Ena Ryan was born in the prosperous Wellington suburb of Kelburn in 1908. In this 1985 interview she leafs through a cookbook produced during the war as a fundraiser for the Red Cross.  The recipes and advertisements reveal the social upheaval the war brought to communities back home, from florists advertising speedy service for last-minute weddings (before men departed overseas) to recipes for cooking for invalids. Some recipes were contributed by the public, and Ena is appalled that one woman named her recipe ‘Verdun buns’, after the horrifingly destructive 1916 Battle of Verdun.


Year: 1914-1918 (Recorded 1985)

Length: 03:57

Credits: Interviewed & Produced by: Jack Perkins

Source: Radio New Zealand Collection, Ngā Taonga Sound & Vision

Catalogue Reference: 18285 Spectrum 511 – Views from under the parasol


People: Ena Ryan, Jack Perkins

Location: Wellington, New Zealand


Image Title: The Red Cross Cookery Book of Tried Recipes. Compiled by Sybil Nathan, 1918.

Image Source: Courtesy of Duncan Galletly


Cooking especially nutritious food for invalids was already a well-established practice in New Zealand and Australian homes before the war, with chapters dedicated to these foods in famous Victorian cookbooks such as Mrs Beeton’s Book of Household Management.

The idea was for a home cook to be able to produce easily digestible, yet highly nutritious, foods which would sustain a patient and nurse them back to health.  Serious illnesses followed by long periods of convalescence were much more common in the years before modern drugs such as antibiotics. Daughters, wives and mothers would be expected to know how to look after a bedridden patient at home, often for many months at a time. Soups, especially plain, high-protein ones like chicken broth or beef tea, were popular, along with home-made jellies (both sweet and savoury), milk desserts such as blancmanges and custards, and egg dishes.

As wounded men started to arrive back in Australia and New Zealand, the need for home-nursing skills increased. In September 1915 the Auckland Education Board advertised special classes in invalid cookery, and the Board’s chairman stated that the class was regarded as so important that no fees would be charged “to the young ladies attending.” (Caring for invalids was seen very much as women’s work.) 

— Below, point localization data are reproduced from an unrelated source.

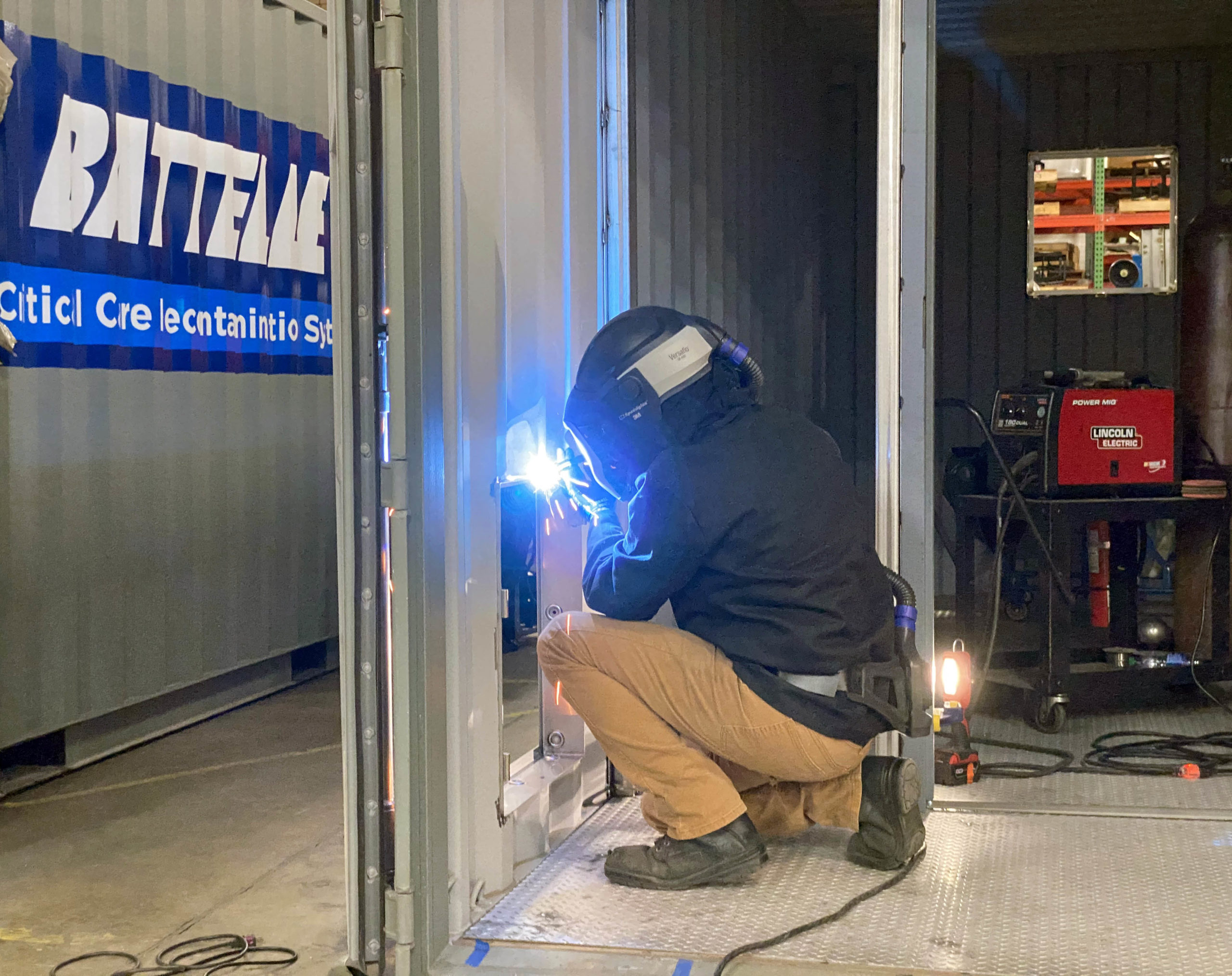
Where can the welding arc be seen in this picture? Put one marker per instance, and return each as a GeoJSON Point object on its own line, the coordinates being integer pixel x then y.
{"type": "Point", "coordinates": [755, 947]}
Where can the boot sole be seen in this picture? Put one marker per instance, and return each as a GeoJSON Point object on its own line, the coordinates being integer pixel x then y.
{"type": "Point", "coordinates": [731, 873]}
{"type": "Point", "coordinates": [909, 787]}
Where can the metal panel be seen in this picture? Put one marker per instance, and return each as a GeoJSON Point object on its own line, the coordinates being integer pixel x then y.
{"type": "Point", "coordinates": [916, 560]}
{"type": "Point", "coordinates": [161, 528]}
{"type": "Point", "coordinates": [726, 199]}
{"type": "Point", "coordinates": [989, 116]}
{"type": "Point", "coordinates": [1000, 895]}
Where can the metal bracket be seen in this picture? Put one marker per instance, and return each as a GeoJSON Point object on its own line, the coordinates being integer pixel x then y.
{"type": "Point", "coordinates": [395, 490]}
{"type": "Point", "coordinates": [387, 40]}
{"type": "Point", "coordinates": [401, 916]}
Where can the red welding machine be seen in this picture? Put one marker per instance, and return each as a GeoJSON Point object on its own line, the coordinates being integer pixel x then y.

The Education Board added, “A practical knowledge of invalid cookery, desirable at any time, is rendered much more valuable now that so many soldiers are returning invalided from the war.”(1)  

Similar newspaper advertisements for invalid cookery classes were offered in many other locations throughout the war, often by the local technical school or organisations such as the Young Women’s Christian Association (YWCA).